Examples 1 to 12: Examples 1 to 1 shown in Table 1
10.0 g of each composition of 20 and 2,2 'as a polymerization catalyst
-0.2 g of azobis dimethyl valeronitrile was mixed and put into a polypropylene test tube, and after nitrogen substitution, it was sealed. This was immersed in a constant temperature water bath at 40 ° C. for 24 hours. Then, after immersing in a constant temperature water bath of 50 ° C. for 24 hours, it was transferred to a constant temperature bath of 60 ° C. for 5 hours, further left in a constant temperature bath of 80 ° C. for 2 hours, and finally left in a constant temperature bath of 100 ° C. for 1 hour. After cooling, the polymer was taken out from the test tube, cut, and cut to prepare a contact lens. Next, the lenses having the compositions of Examples 1 to 9 were immersed in a methanol solution of 0.1N sodium hydroxide, and the lenses having the compositions of Examples 10 to 12 were immersed in a trifluoroethanol solution, and the mixture was kept at room temperature for 2 hours. Saponification processing was performed by leaving it to stand. The lens taken out was neutralized with a dilute acetic acid aqueous solution and left in physiological saline for 1 day.

All the lenses retained a good lens shape, and had transparency that was also optically satisfactory. The results of measuring various physical properties of these lenses are shown in Table 1. Boil resistance was "good" for all examples. In the stain resistance test, the amount of γ-globulin attached was 0.51 (μg / cm ² ) in Example 7, 0.21 (μg / cm ² ) in Example 8, and 0.05 (μ in Example 9).
g / cm ² ).

Comparative Examples 1 to 4; Comparative Examples 1 to 4 shown in Table 1.
The composition was polymerized in the same manner as in Examples 1 to 12, and the polymer was cut to form a contact lens (saponification treatment was not performed). Table 1 shows the results of measuring various physical properties of these lenses. The amount of γ-globulin adhered in the stain resistance test was found in Comparative Example 3
It was 2.33 (μg / cm ² ).

From the above, it is clear that the Examples are superior in tensile strength and Young's modulus to the Comparative Examples having similar water contents, and have sufficient mechanical strength even for lenses having a high water content. Is. For example, in the lenses of Examples 1 to 3,
Tensile strength is 1 even in the high water content region of 80-90% water content
The value is 0 (kg / cm ² ) or more, and it is clear that the strength is remarkably improved as compared with Comparative Example 1. Further, also in the stain resistance test, the amount of γ-globulin adhered in the example is significantly lower than that in the comparative example, and it is clear that the stain resistance is also excellent.

[0033]

[Table 1]

[0034]

Since the water-containing lens of the present invention exhibits extremely excellent mechanical strength, it has excellent durability even for a lens having a high water content, and further has excellent stain resistance to proteins.

When the water-containing lens of the present invention is used as a soft contact lens, it has excellent mechanical strength.
It is expected that a soft contact lens with a higher water content can be manufactured than before, and that oxygen required for the cornea is sufficiently supplied.
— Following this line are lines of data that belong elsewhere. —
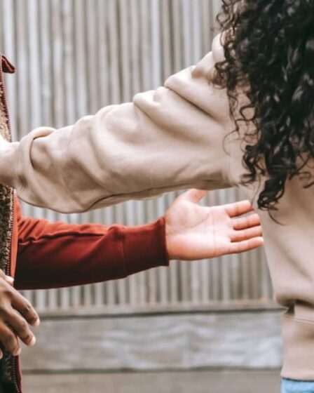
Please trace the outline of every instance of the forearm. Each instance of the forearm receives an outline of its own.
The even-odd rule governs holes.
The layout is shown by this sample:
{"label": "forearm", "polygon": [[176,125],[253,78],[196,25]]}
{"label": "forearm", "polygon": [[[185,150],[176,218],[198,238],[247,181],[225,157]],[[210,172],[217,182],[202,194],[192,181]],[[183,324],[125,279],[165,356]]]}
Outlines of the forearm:
{"label": "forearm", "polygon": [[104,281],[168,264],[163,219],[137,227],[34,220],[27,227],[20,225],[15,281],[20,289]]}
{"label": "forearm", "polygon": [[208,81],[214,62],[210,53],[132,102],[31,132],[14,162],[20,197],[80,213],[168,191],[230,187],[224,142],[233,126],[226,92]]}

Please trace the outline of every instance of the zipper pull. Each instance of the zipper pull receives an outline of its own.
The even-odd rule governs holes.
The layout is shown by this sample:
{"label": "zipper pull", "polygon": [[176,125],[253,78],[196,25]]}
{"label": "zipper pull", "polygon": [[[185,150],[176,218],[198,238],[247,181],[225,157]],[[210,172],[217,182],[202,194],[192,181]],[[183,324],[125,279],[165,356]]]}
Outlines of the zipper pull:
{"label": "zipper pull", "polygon": [[14,74],[15,72],[15,67],[8,60],[4,55],[1,55],[1,68],[4,72],[8,74]]}

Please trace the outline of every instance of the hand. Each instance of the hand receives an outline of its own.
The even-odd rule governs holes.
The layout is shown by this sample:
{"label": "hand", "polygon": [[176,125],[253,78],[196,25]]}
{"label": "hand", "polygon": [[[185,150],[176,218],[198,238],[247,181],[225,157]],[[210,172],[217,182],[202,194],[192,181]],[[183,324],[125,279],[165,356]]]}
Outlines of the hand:
{"label": "hand", "polygon": [[250,213],[249,201],[220,206],[198,204],[205,191],[190,189],[179,196],[165,214],[170,259],[193,260],[242,253],[264,244],[259,217]]}
{"label": "hand", "polygon": [[[15,334],[27,345],[34,345],[36,339],[29,324],[38,326],[39,317],[29,302],[12,286],[13,282],[0,269],[0,342],[11,355],[18,356],[21,348]],[[0,359],[2,357],[0,350]]]}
Further, since it is also excellent in resistance to contamination with proteins, it is expected that bacterial growth in the lens will be suppressed. As described above, the water-containing lens of the present invention is highly safe and can be used as a contact lens for a long-term continuous wear type. Further, since the hydrous lens of the present invention has high shape stability, it can be used as a soft contact lens for astigmatism correction, which has been considered difficult with conventional soft contact lenses.

The water-containing lens of the present invention can be suitably used as an ophthalmic lens such as an intraocular lens and an artificial cornea in addition to the soft contact lens.

Claims (1)

[Claims] 1. A water-containing lens having a water content of 50% or more and 90% or less, which is a copolymer containing at least N-vinyllactam, (meth) acrylic acid ester, vinyl alcohol and a crosslinking agent.